I read rapidly. I devour information at a very high rate. I was just not prepared for the devastation to my worldview from a very unassuming book, The Grace of God by Andy Stanley.
Andy Stanley is the son of a pastor who started his own church in Atlanta. The church is called North Point Community Church, www.northpoint.org. There is nothing fancy or standout in his story. However, if anyone else reads the Bible that I read, God loves to use the humble people to do magnificent things.
In this book Andy lays out the story of God’s grace. I was woefully unprepared for how this would land in my dry soul. Like many other people I try to be good. I work hard, push myself, and try to be good enough for God. I always fail. I cannot be good enough, ever. But, the glutton for punishment that I am, I constantly try. Even though I understand that the bible tells us that Jesus took the punishment for us, I still feel the need to earn it. Don’t you ever catch yourself thinking or doing something to be worthy in God’s sight?
The Grace of God just wrecked my ship entirely. Every chapter was amazing. Andy held my hand and walked me though bible stories that we all know, but never catch the grace God laid out for us to see. I felt like I was on a personal tour of God’s amazing grace.

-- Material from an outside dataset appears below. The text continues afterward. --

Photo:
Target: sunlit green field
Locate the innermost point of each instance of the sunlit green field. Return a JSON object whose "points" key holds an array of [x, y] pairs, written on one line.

In one chapter Andy ends with a prayer. A very simple prayer. It goes like this. “I can’t do stop doing _____________, But God, you can. Amen”. Andy then asked that you pray this out loud. I did. Then I cried.
I had finally realized something really wonderful about God. Due to my humble human state, I can never be good enough. It is a good thing that God doesn’t want that. What God wants is for us to ask for help. That’s it. He wants to give us help. I had been trying all this time to do it on my own. I was an idiot. God gives us grace every day, so we can make it though.
Read the book. It has so much more than I could cover here. Besides, Andy explains it way better that I ever could. Just stop banging your head on the wall. Learn from one who now knows (proved by the several dents and scars in said head). Allow God to help you instead. I highly recommend it.